AI-generated summary
Recently, with the rapid advancements of generative models, the field of
visual text generation has witnessed significant progress. However, it is still
challenging to render high-quality text images in real-world scenarios, as
three critical criteria should be satisfied: (1) Fidelity: the generated text
images should be photo-realistic and the contents are expected to be the same
as specified in the given conditions; (2) Reasonability: the regions and
contents of the generated text should cohere with the scene; (3) Utility: the
generated text images can facilitate related tasks (e.g., text detection and
recognition).
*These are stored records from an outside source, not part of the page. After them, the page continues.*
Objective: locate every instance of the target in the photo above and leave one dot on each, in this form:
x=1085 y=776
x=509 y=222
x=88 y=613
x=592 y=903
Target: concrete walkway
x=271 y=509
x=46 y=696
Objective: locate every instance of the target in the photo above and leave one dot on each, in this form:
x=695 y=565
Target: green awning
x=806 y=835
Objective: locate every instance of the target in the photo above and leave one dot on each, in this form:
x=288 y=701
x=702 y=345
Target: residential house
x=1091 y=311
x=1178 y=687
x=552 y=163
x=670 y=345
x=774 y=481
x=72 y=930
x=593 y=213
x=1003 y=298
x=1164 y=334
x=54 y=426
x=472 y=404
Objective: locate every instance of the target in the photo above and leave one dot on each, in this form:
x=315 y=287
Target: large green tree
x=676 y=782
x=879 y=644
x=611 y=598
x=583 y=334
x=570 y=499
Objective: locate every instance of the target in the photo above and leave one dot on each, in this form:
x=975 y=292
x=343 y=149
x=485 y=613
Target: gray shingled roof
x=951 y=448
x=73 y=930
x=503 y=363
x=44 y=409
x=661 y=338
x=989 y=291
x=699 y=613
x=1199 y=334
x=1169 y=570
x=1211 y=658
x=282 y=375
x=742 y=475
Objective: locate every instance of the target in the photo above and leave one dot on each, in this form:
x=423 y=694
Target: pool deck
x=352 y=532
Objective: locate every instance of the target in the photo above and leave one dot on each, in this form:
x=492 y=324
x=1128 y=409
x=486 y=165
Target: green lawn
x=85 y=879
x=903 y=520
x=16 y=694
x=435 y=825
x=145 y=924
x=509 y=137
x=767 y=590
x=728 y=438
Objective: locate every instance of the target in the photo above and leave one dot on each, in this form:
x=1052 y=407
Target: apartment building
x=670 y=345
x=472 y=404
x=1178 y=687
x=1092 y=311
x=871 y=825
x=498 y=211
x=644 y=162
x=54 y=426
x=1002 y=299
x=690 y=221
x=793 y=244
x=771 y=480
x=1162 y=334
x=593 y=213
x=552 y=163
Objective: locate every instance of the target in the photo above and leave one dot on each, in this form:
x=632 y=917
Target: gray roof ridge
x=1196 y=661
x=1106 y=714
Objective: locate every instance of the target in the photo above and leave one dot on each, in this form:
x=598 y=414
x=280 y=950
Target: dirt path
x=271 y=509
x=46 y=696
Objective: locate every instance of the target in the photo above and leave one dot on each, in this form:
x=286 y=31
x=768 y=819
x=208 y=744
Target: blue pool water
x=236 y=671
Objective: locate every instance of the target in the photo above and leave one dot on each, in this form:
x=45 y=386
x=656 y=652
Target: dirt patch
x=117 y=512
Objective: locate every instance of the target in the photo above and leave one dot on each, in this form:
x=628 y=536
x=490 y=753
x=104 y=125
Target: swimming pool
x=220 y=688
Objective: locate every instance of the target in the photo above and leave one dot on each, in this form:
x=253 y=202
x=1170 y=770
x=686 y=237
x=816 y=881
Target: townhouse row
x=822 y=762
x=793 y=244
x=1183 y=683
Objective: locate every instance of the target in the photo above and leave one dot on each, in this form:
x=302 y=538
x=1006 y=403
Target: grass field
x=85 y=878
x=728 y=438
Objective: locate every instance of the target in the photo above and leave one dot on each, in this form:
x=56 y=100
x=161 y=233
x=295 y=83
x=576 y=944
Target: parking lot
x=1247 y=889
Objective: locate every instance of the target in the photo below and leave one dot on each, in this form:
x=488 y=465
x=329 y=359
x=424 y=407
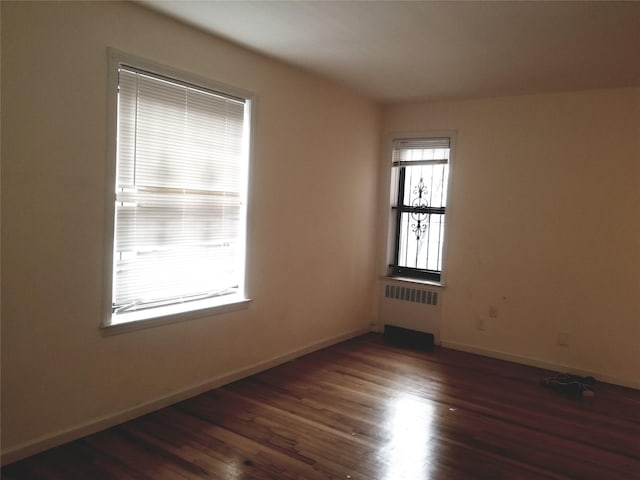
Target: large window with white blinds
x=420 y=168
x=179 y=195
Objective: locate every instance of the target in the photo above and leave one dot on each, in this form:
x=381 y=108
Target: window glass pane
x=426 y=185
x=423 y=169
x=420 y=243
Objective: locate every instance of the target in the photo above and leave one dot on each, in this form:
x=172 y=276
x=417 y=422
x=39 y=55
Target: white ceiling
x=397 y=51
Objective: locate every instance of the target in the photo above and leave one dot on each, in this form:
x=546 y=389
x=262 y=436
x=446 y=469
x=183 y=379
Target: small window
x=420 y=172
x=179 y=195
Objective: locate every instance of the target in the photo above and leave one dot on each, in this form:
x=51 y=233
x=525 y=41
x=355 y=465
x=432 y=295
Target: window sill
x=174 y=313
x=417 y=281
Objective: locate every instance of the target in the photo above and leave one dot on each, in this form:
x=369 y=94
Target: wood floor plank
x=363 y=409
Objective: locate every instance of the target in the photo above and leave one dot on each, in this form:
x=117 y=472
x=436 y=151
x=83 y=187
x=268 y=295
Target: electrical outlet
x=481 y=324
x=563 y=339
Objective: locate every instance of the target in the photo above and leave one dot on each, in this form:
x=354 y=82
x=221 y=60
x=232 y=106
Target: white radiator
x=415 y=308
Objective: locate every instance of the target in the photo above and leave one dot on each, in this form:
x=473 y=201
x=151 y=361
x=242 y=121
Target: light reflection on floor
x=408 y=452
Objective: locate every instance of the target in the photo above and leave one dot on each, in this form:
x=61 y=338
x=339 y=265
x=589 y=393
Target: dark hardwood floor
x=366 y=410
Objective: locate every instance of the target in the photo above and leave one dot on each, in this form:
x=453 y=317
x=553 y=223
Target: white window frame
x=178 y=311
x=391 y=182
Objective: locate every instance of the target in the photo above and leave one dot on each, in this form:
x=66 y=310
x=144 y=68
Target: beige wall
x=545 y=226
x=312 y=232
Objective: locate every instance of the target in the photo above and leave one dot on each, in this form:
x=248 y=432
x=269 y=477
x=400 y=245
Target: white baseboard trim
x=535 y=362
x=46 y=442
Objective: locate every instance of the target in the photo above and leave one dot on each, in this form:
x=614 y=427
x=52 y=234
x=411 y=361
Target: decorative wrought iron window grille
x=422 y=168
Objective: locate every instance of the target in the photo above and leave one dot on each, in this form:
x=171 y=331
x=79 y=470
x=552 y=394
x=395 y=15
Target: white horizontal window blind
x=180 y=181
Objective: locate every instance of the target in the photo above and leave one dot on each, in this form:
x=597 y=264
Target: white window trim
x=178 y=312
x=389 y=198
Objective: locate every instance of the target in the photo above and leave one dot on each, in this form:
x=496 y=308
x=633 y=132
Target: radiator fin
x=408 y=294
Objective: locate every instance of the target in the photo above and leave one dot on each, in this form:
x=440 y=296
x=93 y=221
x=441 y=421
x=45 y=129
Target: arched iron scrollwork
x=420 y=215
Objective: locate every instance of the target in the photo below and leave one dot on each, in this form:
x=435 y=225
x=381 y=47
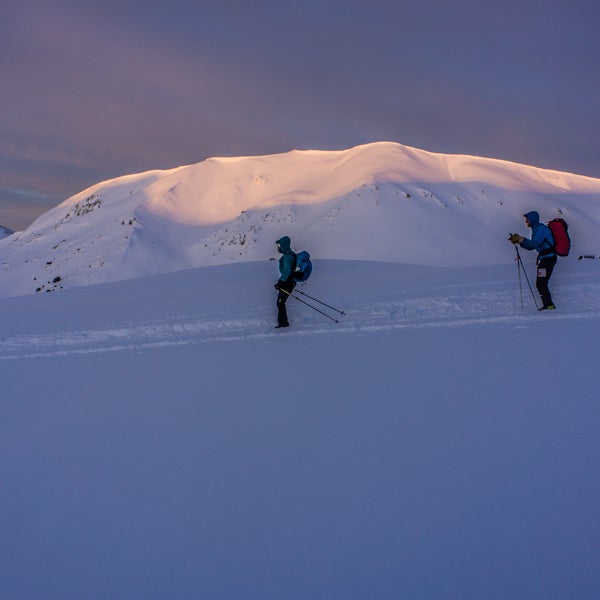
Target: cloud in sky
x=95 y=90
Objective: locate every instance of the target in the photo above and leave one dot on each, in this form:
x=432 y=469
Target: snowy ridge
x=5 y=232
x=381 y=201
x=485 y=297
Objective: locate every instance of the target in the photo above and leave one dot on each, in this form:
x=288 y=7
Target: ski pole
x=526 y=277
x=520 y=284
x=310 y=305
x=323 y=303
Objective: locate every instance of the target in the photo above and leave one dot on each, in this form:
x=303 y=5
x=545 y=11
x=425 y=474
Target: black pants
x=545 y=268
x=282 y=297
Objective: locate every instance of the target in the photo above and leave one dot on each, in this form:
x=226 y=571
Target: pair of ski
x=337 y=310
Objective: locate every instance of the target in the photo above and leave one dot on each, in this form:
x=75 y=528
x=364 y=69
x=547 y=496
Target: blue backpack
x=303 y=266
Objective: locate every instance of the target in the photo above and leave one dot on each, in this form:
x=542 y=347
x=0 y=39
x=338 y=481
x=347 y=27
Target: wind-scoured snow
x=382 y=202
x=160 y=439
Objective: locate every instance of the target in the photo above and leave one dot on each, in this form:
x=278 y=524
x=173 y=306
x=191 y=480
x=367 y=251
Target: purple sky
x=94 y=90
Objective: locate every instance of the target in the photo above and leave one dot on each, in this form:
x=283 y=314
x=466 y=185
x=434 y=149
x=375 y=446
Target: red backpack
x=560 y=231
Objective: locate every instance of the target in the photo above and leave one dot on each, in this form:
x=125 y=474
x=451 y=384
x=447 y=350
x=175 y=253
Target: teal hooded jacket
x=541 y=240
x=287 y=262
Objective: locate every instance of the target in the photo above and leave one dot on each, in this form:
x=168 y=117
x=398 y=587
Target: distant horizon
x=94 y=91
x=33 y=211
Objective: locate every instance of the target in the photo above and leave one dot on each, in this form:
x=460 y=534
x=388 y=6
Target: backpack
x=560 y=231
x=303 y=266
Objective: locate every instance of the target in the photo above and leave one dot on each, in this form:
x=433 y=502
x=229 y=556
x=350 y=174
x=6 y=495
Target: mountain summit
x=381 y=201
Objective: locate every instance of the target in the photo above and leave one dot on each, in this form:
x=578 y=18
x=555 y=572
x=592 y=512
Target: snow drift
x=381 y=201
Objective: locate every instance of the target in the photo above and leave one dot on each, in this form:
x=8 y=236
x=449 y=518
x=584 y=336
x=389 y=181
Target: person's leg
x=288 y=286
x=544 y=272
x=282 y=320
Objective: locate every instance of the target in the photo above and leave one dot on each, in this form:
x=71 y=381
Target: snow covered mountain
x=381 y=201
x=5 y=231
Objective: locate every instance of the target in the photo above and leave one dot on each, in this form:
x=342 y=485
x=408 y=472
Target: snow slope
x=382 y=201
x=5 y=232
x=159 y=439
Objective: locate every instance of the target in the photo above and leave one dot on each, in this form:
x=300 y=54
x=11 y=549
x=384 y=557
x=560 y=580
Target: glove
x=515 y=238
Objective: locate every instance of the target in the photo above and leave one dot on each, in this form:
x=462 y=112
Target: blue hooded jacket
x=287 y=263
x=541 y=240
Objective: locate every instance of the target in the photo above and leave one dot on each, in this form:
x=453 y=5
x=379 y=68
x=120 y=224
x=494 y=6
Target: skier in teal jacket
x=286 y=283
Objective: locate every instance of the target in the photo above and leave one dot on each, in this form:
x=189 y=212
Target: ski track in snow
x=447 y=311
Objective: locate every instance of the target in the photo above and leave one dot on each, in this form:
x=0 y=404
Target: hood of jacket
x=534 y=218
x=284 y=244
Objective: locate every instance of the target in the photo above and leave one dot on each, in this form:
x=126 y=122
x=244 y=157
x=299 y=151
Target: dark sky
x=93 y=90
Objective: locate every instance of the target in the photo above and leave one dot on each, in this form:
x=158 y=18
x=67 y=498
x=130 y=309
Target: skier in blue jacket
x=542 y=241
x=286 y=282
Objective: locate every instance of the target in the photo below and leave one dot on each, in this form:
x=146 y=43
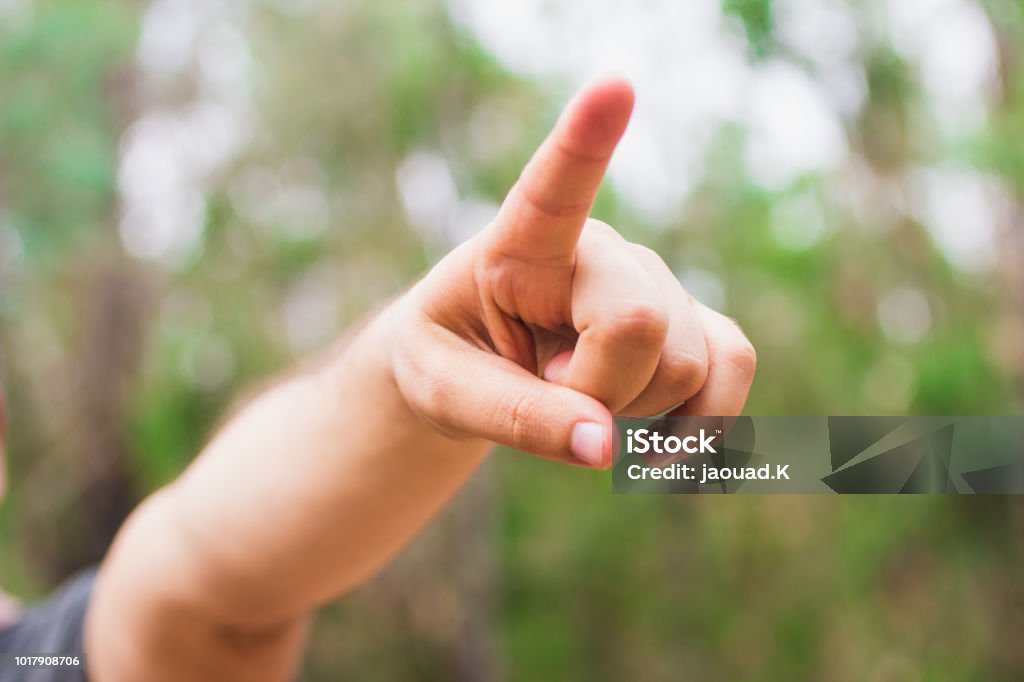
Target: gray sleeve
x=52 y=627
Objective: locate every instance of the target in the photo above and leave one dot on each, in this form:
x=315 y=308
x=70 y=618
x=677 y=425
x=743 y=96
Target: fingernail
x=588 y=443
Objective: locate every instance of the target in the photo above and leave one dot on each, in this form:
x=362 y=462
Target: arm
x=531 y=334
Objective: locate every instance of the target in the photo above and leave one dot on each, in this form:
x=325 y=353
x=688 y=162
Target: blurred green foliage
x=120 y=364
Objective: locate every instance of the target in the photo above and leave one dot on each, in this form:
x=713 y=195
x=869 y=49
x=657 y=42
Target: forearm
x=305 y=493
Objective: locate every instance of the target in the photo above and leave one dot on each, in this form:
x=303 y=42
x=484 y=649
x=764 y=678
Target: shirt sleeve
x=52 y=627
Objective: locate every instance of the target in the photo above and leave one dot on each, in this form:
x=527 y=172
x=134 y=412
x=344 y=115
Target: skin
x=531 y=334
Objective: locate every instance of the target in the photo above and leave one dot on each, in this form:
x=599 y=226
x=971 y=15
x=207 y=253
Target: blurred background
x=196 y=193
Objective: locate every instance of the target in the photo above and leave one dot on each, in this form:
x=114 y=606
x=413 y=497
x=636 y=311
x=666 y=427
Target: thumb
x=487 y=396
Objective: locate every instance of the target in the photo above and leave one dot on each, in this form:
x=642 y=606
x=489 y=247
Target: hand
x=538 y=330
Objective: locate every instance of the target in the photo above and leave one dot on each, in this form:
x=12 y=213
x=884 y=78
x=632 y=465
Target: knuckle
x=684 y=373
x=647 y=256
x=743 y=358
x=515 y=415
x=641 y=323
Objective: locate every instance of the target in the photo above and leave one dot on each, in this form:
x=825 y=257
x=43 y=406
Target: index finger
x=545 y=212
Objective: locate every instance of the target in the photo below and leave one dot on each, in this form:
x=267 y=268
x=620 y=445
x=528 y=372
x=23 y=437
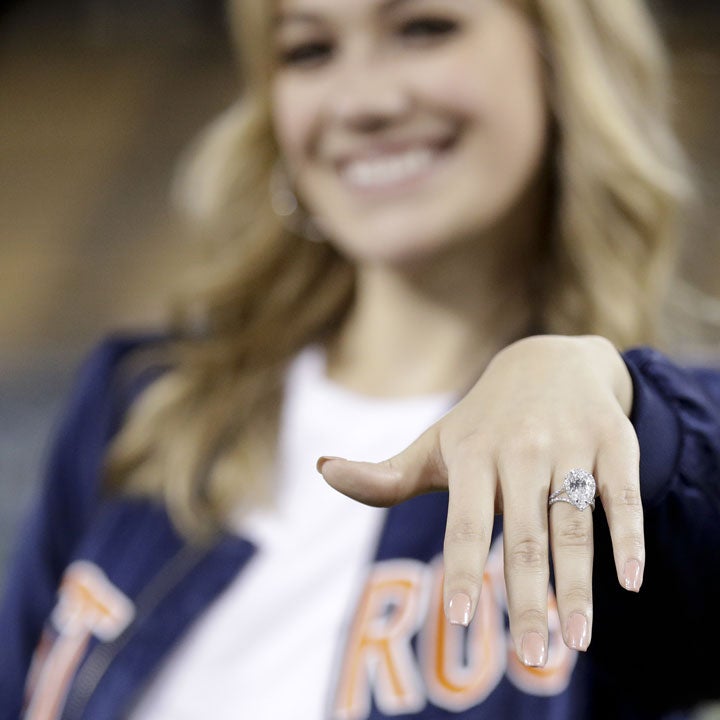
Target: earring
x=285 y=205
Upon investigation, we find that existing methods, either
rendering-based or diffusion-based, can hardly meet all these aspects
simultaneously, limiting their application range. Therefore, we propose in this
paper a visual text generator (termed SceneVTG), which can produce high-quality
text images in the wild. Following a two-stage paradigm, SceneVTG leverages a
Multimodal Large Language Model to recommend reasonable text regions and
contents across multiple scales and levels, which are used by a conditional
diffusion model as conditions to generate text images. Extensive experiments
demonstrate that the proposed SceneVTG significantly outperforms traditional
rendering-based methods and recent diffusion-based methods in terms of fidelity
and reasonability. Besides, the generated images provide superior utility for
tasks involving text detection and text recognition. Code and datasets are
available at AdvancedLiterateMachinery.